When you sponsor a child in Compassion’s program, you eliminate one of the most pervasive symptoms of poverty – hunger. As a sponsor you can literally change the facts about hunger for a child in need. Why not get started today?

Hunger Facts
Hunger Facts Get the facts about hunger and how it affects children and their families.
  • Hunger is the world’s #1 health risk. It kills more people than AIDS, malaria and tuberculosis combined.
  • One in seven people in the world will go to bed hungry tonight.
  • Over 300 million children go to bed hungry every day.
  • Every day, almost 16,000 children die from hunger-related causes. That's one child every five seconds.
  • Undernutrition is a factor in one third of all under-5 child deaths.
  • One out of four children - roughly 146 million - in developing countries is underweight.
  • In Africa and Asia, stunting rates are particularly high, at 40 percent and 36 percent respectively.
  • More than 90 percent of the developing world’s stunted children live in Africa and Asia.
  • Exclusive breastfeeding for the first six months of life could have the single largest impact on child survival, with the potential to prevent 1.4 million under-five deaths.
  • On average about 35 percent of infants 0 to 6 months old are exclusively breastfed.
  • Every infant and child has the right to good nutrition according to the Convention on the Rights of the Child.
  • Undernutrition is associated with 35 percent of the disease burden in children under five.
  • Globally, 30 percent (or 186 million) of children under five are estimated to be stunted and 18 percent (or 115 million) have low weight-for-height, mostly as a consequence of poor feeding and repeated infections, while 43 million are overweight.

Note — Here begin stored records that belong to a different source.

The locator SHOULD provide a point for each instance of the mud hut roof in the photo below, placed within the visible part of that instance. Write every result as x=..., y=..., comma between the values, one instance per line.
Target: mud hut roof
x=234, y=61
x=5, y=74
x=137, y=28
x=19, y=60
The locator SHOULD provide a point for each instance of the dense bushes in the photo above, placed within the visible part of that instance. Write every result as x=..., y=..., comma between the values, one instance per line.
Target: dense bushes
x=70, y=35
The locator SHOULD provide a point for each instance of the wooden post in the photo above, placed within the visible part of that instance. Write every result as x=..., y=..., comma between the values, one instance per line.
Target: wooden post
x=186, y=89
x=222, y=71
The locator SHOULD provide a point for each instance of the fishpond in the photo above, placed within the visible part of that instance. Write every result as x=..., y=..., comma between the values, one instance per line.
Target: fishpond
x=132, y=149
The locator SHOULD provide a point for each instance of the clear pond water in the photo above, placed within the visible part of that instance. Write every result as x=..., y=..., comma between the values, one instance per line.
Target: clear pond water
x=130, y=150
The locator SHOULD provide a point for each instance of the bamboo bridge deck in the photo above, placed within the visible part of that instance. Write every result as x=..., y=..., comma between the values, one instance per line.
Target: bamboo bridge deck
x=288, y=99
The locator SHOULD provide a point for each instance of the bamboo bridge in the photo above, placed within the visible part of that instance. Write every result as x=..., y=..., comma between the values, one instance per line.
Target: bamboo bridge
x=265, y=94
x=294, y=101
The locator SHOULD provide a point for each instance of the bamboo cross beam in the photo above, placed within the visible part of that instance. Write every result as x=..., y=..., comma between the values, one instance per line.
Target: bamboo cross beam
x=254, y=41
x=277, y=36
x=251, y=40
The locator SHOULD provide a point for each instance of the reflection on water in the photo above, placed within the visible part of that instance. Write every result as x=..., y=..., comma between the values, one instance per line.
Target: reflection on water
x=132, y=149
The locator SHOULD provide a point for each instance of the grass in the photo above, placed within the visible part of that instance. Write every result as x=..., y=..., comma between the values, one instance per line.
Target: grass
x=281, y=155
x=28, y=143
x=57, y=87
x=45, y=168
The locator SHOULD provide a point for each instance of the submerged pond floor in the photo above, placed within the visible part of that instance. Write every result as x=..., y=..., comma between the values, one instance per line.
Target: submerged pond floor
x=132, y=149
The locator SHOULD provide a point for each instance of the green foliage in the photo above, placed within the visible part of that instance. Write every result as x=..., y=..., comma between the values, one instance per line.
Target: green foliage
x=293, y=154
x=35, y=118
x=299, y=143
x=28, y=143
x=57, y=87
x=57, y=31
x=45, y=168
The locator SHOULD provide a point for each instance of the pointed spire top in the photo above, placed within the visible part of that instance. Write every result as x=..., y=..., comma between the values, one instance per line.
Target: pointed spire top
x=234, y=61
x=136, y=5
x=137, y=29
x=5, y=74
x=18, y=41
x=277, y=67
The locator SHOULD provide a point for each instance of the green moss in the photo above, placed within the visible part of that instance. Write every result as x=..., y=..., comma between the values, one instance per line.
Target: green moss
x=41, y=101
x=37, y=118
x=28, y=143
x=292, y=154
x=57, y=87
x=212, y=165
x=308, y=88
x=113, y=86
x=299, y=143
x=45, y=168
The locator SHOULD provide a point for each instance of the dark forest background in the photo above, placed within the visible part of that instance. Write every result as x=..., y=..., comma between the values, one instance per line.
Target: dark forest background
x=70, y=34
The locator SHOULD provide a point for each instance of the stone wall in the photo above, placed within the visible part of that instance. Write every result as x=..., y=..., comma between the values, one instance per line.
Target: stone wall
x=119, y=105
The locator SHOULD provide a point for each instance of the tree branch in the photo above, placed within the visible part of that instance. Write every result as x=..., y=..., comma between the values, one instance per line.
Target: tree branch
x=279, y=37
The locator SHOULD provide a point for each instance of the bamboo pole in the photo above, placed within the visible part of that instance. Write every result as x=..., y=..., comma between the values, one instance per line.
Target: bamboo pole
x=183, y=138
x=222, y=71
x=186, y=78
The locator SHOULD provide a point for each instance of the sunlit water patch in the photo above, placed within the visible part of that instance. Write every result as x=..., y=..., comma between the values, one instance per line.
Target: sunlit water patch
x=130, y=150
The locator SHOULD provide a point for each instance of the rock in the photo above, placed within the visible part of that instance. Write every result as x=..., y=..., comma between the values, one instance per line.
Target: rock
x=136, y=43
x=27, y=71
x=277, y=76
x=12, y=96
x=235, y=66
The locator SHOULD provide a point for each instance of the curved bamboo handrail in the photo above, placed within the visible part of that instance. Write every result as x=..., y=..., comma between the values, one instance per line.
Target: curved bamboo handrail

  • 925 million people do not have enough to eat. 98 percent of them live in developing countries.
  • There are more hungry people in the world than the combined populations of USA, Canada and the European Union.
  • Asia and the Pacific region is home to over half the world’s population and nearly two thirds of the world’s hungry people.
  • Women make up a little over half of the world's population, but they account for over 60 percent of the world’s hungry.
  • 65 percent of the world's hungry live in only seven countries: India, China, the Democratic Republic of Congo, Bangladesh, Indonesia, Pakistan and Ethiopia.
  • The World Bank estimates that the spike in global food prices in 2008, followed by the global economic recession in 2009 and 2010 has pushed between 100-150 million people into poverty.